Quizás es el momento mas crítico que el toro esté pasando. La política se ha posado definitivamente en esto para corromperlo (como con todo), y el Covid le ha venido de maravilla para hacerse aún mas fuerte en la carrera por ganar votos. Los políticos han hecho el trabajo a la perfección. Hablo de los nuevos políticos, los del siglo XXI, que el toro ha vivido durante siglos con todas las ideologías y no ha pasado nada. Estos nuevos dictadores han ido creando la polémica entre el pueblo, agitando como nunca los extremos para que entre nosotros nos matemos mientras ellos engordan día tras día. Aquellos dos bandos con los que Berlanga comediaba hace treinta y cinco años han vuelto para quedarse y pudrir todo lo que habíamos conseguido durante eso que llamábamos democracia. Hoy a sido el toro, pero mañana será la caza, la pesca o las mondoñeras de Guachimanga. El lavado de coco es tal, que personas que dicen "amar" una cosa son capaces de echar pestes de la misma a cambio de vaya usted a saber que. Lo mas triste de todo es que en la mayoría es cambio de nada.

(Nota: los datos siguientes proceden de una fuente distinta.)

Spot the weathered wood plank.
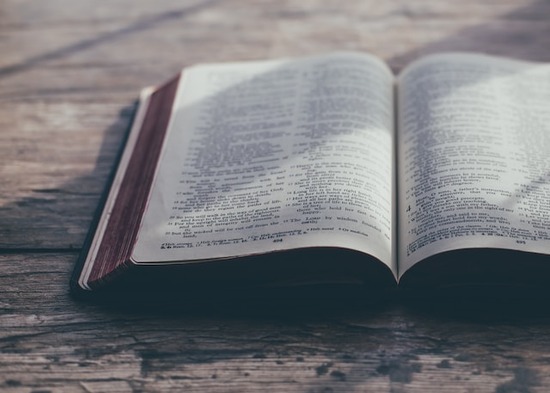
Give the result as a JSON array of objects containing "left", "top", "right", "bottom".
[
  {"left": 0, "top": 0, "right": 550, "bottom": 393},
  {"left": 0, "top": 253, "right": 550, "bottom": 392},
  {"left": 0, "top": 0, "right": 550, "bottom": 248}
]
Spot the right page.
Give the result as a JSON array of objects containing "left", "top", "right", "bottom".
[{"left": 397, "top": 54, "right": 550, "bottom": 277}]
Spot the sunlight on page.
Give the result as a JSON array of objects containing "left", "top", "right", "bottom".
[
  {"left": 398, "top": 54, "right": 550, "bottom": 273},
  {"left": 133, "top": 53, "right": 394, "bottom": 274}
]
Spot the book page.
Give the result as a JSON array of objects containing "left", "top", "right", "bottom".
[
  {"left": 132, "top": 53, "right": 395, "bottom": 271},
  {"left": 398, "top": 54, "right": 550, "bottom": 275}
]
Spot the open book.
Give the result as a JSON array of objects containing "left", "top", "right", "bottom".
[{"left": 73, "top": 52, "right": 550, "bottom": 291}]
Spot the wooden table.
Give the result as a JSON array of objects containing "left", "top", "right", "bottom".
[{"left": 0, "top": 0, "right": 550, "bottom": 393}]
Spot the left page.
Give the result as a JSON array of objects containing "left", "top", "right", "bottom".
[{"left": 132, "top": 53, "right": 395, "bottom": 273}]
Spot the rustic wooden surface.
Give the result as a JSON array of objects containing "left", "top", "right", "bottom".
[{"left": 0, "top": 0, "right": 550, "bottom": 393}]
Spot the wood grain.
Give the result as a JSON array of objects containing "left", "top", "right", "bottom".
[
  {"left": 0, "top": 0, "right": 550, "bottom": 393},
  {"left": 0, "top": 253, "right": 550, "bottom": 392}
]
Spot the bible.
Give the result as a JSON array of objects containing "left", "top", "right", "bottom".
[{"left": 72, "top": 52, "right": 550, "bottom": 293}]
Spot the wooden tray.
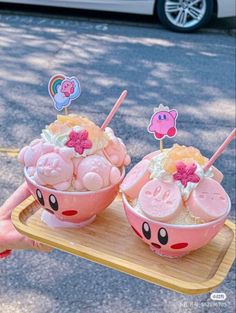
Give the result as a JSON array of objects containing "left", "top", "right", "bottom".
[{"left": 12, "top": 197, "right": 235, "bottom": 294}]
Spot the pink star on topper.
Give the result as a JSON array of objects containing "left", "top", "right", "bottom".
[
  {"left": 65, "top": 129, "right": 93, "bottom": 154},
  {"left": 173, "top": 161, "right": 200, "bottom": 187}
]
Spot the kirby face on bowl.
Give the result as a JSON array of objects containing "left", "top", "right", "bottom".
[
  {"left": 24, "top": 168, "right": 125, "bottom": 223},
  {"left": 122, "top": 193, "right": 231, "bottom": 258}
]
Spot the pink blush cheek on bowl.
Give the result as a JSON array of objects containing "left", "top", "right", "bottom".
[
  {"left": 25, "top": 170, "right": 125, "bottom": 223},
  {"left": 122, "top": 193, "right": 229, "bottom": 258}
]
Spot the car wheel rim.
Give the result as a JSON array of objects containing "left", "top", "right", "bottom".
[{"left": 165, "top": 0, "right": 206, "bottom": 28}]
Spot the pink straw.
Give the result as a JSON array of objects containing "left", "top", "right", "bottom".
[
  {"left": 101, "top": 90, "right": 127, "bottom": 130},
  {"left": 204, "top": 128, "right": 236, "bottom": 172}
]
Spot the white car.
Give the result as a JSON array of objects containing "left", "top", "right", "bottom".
[{"left": 0, "top": 0, "right": 236, "bottom": 32}]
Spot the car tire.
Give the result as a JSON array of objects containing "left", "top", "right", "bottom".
[{"left": 156, "top": 0, "right": 214, "bottom": 33}]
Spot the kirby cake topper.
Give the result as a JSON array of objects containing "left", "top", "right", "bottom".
[
  {"left": 148, "top": 104, "right": 178, "bottom": 151},
  {"left": 48, "top": 74, "right": 81, "bottom": 114}
]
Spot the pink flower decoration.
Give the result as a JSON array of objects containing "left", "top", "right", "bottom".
[
  {"left": 66, "top": 129, "right": 93, "bottom": 154},
  {"left": 173, "top": 162, "right": 200, "bottom": 187}
]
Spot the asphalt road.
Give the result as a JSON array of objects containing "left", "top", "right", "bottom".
[{"left": 0, "top": 8, "right": 235, "bottom": 313}]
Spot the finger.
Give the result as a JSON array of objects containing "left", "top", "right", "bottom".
[{"left": 0, "top": 182, "right": 31, "bottom": 220}]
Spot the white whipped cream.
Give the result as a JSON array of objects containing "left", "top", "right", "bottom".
[{"left": 41, "top": 126, "right": 109, "bottom": 158}]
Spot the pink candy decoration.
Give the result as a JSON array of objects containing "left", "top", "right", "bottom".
[
  {"left": 173, "top": 162, "right": 200, "bottom": 187},
  {"left": 66, "top": 129, "right": 93, "bottom": 154}
]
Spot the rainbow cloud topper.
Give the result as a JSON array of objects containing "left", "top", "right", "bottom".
[{"left": 48, "top": 74, "right": 81, "bottom": 111}]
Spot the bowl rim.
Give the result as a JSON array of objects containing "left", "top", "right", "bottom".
[
  {"left": 24, "top": 166, "right": 125, "bottom": 196},
  {"left": 121, "top": 191, "right": 231, "bottom": 229}
]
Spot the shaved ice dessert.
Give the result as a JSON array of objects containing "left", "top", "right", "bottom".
[
  {"left": 121, "top": 130, "right": 236, "bottom": 257},
  {"left": 18, "top": 114, "right": 130, "bottom": 224}
]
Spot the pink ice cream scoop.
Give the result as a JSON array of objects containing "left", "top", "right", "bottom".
[
  {"left": 74, "top": 155, "right": 121, "bottom": 191},
  {"left": 138, "top": 179, "right": 182, "bottom": 222},
  {"left": 148, "top": 110, "right": 178, "bottom": 139},
  {"left": 18, "top": 139, "right": 54, "bottom": 176},
  {"left": 34, "top": 148, "right": 74, "bottom": 190},
  {"left": 186, "top": 177, "right": 230, "bottom": 222},
  {"left": 121, "top": 160, "right": 150, "bottom": 199}
]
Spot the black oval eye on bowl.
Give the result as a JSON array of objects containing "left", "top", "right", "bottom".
[
  {"left": 36, "top": 189, "right": 44, "bottom": 205},
  {"left": 158, "top": 228, "right": 168, "bottom": 245},
  {"left": 142, "top": 222, "right": 151, "bottom": 239},
  {"left": 49, "top": 195, "right": 58, "bottom": 211}
]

Hoy es un día triste. Hoy he tenido que salir a la calle a defender algo que legítimamente me pertenece: el salir un día al campo y poder seguir viendo al toro de lidia en su medio natural. Y lo que es peor, el poder salir mañana con mi ahijado a enseñarle a conocer al animal mas bello del mundo. Pero he ido porque me importa, despojado de ideologías y egos.  Libre de dogmas que me impidiesen echar una mano con mi presencia a la base de toda esta historia: EL TORO. Si el sigue existiendo en las dehesas en un futuro, tiempo tendré de seguir luchando por su integridad y demás. Pero a la hora de acudir o no siempre me plantee que era de gilipollas defender algo que no existe. Pero hoy sentí que tenía que estar y he estado. Hoy no era hora de pensar si mañana voy a ver toros por la tele, si voy a estar sentado en un tendido o nada... hoy era día de pensar en HOY. NI AYER NI MAÑANA. HOY. Pero hoy es un día triste, tan triste que hemos vuelto a las pelis de Berlanga, donde el final de la peli nos la adelantaron hace treinta y cinco años.